La spartizione dei lavori
E’ rimasto altresì accertato che “parallelamente anche Francescantonio Anello, esponente della omonima cosca di Filadelfia”, si sarebbe rivolto direttamente a Pata facendogli pressione affinché la fornitura del calcestruzzo fosse affidata alla ditta del Prestanicola. Nelle attività finalizzate a trovare un accordo tra le cosche – ricorda la Cassazione – entrava poi, in gioco anche Pasquale Gallone che veniva incaricato di veicolare la volontà di Luigi Mancuso, il quale interloquiva con Giuseppe D’Amico per la risoluzione delle problematiche da affrontare con la cosca Anello e con la persona offesa Stefano Pata, dipendente della Cooper PoRo. Edile, al quale venivano imposte le decisioni del Mancuso”. Una volta deliberato l’accordo relativo alla spartizione dei lavori erano state quindi operate le pressioni sul geometra Mario Stefano Pata, il quale era stato “incaricato di mantenere i rapporti con le ditte affidatarie e di individuare le imprese alle quali rivolgersi per l’acquisto dei materiali, affinché si servisse anche delle ditte Prestanicola e Ruccella. Il Pata, intimorito malgrado l’assenza di qualsivoglia espressa minaccia – ha sottolineato la Cassazione – (”ho subito temuto per la mia incolumità personale e familiare e per quella dell’impresa”), aveva acconsentito alle richieste di Pasquale Gallone chiedendo però che le ditte segnalate fossero in possesso di iscrizione alla “white list” e che i prezzi proposti fossero concorrenziali. Era stato l’unico incontro con Pasquale Gallone in quanto, su indicazione di quest’ultimo, le successive interlocuzioni erano state intrattenute solo con Giuseppe D’Amico di Piscopio, “che aveva di poi agito in nome e per conto del Gallone, che lo sponsorizzava, per la conclusione dei contratti”.

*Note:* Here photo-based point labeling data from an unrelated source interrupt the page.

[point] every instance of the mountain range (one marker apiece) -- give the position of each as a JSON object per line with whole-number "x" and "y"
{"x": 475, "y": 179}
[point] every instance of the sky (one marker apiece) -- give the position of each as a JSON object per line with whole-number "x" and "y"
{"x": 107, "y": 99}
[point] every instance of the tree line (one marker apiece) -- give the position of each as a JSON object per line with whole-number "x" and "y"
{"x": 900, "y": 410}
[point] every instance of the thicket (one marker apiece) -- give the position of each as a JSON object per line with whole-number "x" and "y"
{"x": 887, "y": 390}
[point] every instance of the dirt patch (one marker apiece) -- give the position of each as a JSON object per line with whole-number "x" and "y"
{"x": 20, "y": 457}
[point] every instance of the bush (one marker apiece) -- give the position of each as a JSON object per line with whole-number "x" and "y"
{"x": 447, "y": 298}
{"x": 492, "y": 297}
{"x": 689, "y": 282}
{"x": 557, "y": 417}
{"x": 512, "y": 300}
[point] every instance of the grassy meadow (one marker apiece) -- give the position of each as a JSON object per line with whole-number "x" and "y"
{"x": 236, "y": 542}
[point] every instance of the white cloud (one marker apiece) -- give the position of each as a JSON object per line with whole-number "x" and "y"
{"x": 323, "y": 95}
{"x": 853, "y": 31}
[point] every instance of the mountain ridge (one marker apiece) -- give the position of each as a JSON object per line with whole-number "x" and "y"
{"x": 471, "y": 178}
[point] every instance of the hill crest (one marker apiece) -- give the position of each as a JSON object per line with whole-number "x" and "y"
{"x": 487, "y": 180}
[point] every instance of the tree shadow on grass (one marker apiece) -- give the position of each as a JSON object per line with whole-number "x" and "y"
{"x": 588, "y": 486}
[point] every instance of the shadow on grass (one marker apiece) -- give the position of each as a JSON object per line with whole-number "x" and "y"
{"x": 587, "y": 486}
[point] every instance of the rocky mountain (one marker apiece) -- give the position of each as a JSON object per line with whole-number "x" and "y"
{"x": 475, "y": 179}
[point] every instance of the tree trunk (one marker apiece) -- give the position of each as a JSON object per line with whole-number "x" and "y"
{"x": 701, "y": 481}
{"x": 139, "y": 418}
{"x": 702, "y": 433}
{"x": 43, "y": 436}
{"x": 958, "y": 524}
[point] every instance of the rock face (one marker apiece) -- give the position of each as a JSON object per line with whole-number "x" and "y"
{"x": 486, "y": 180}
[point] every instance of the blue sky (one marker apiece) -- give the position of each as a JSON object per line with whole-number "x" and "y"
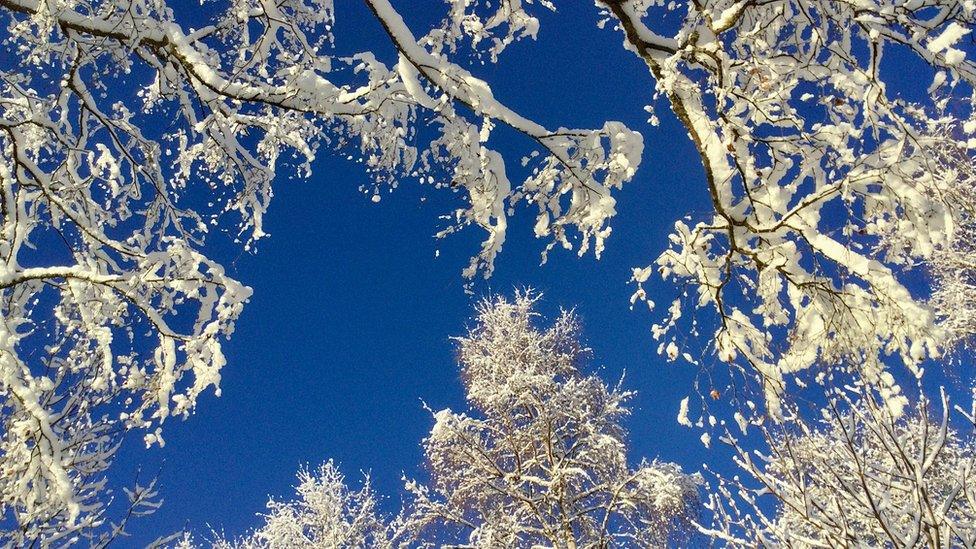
{"x": 348, "y": 330}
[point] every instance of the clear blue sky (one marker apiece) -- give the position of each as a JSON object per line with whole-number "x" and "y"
{"x": 349, "y": 326}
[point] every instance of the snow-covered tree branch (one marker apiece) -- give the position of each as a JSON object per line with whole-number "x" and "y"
{"x": 541, "y": 458}
{"x": 858, "y": 477}
{"x": 128, "y": 138}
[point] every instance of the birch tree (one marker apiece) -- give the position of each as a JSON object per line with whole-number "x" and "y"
{"x": 825, "y": 193}
{"x": 540, "y": 460}
{"x": 326, "y": 514}
{"x": 858, "y": 477}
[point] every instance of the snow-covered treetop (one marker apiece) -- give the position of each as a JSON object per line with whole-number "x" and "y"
{"x": 541, "y": 459}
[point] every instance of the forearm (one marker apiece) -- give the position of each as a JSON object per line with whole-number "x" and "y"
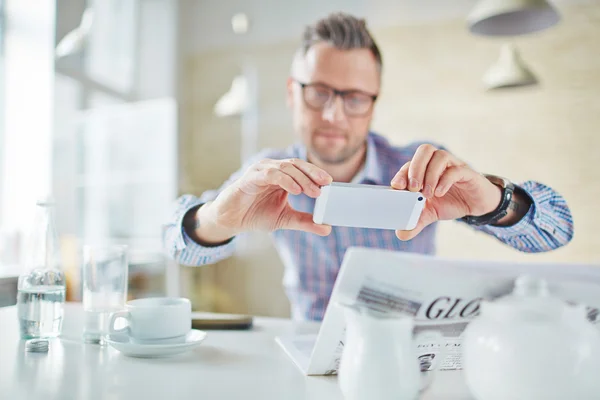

Per effetto dei “paletti” che aveva posto, il Pata era tuttavia “riuscito ad essere sollevato dall’imbarazzo della scelta tra i due offerenti per la fornitura del cemento in quanto la ditta Ruccella era priva di iscrizione alla “white list” e, come tale, era stata esclusa dall’assegnazione di lavori, anche se il dichiarante – ha ricordato la Cassazione – precisava di non sapere se le due ditte si fossero poi accordate ugualmente tra di loro per una fornitura condivisa, comunque rimasta ignota alla ditta appaltatrice. Peraltro, la ditta Prestanicola, prima dell’incontro con Pasquale Gallone, era stata sponsorizzata al Pata dal direttore dei lavori e rup del committente Tedesco Francescantonio – legato da rapporti di frequentazione con Daniele Prestanicola – non solo per la fornitura del calcestruzzo, ma anche per i lavori di sbancamento, poiché tale scelta avrebbe garantito la protezione del cantiere da atti intimidatori: a tali pressioni il Pata aveva ribattuto che non spettava al Tedesco la selezione dei fornitori”. Dalla stampa il Pata aveva di poi appreso che l’ex consigliere comunale di Vibo, l’architetto Franco Tedesco, era stato successivamente attinto da provvedimento cautelare nell’ambito di altro procedimento penale (operazione Imponimento, dal quale è stato assolto in primo grado) poiché ritenuto “vicino” alla famiglia di ‘ndrangheta degli Anello di Filadelfia. Lo stesso Tedesco che – processato con rito ordinario per l’operazione Petrolmafie, è stato invece condannato in primo grado a 10 anni per concorso in estorsione aggravata dal metodo mafioso proprio in relazione ai lavori per la costruzione del centro parrocchiale di Pizzo. “In costanza di valutazione delle offerte, presso il cantiere di Pizzo – ricoda infine la Cassazione in sentenza – si erano poi ripetutamente recati tanto il Ruccella che i Prestanicola (Domenico e Daniele) a perorare l’assegnazione dei lavori. Al primo il Pata aveva obiettato la mancanza di iscrizione nella white list, al secondo l’eccessività dei prezzi proposti. Lo stesso Pata spiegava, infine, gli artifici adottati per consentire alla ditta del D’Amico di gonfiare le forniture sì da locupletare sul prezzo e compensare l’offerta al ribasso praticata”.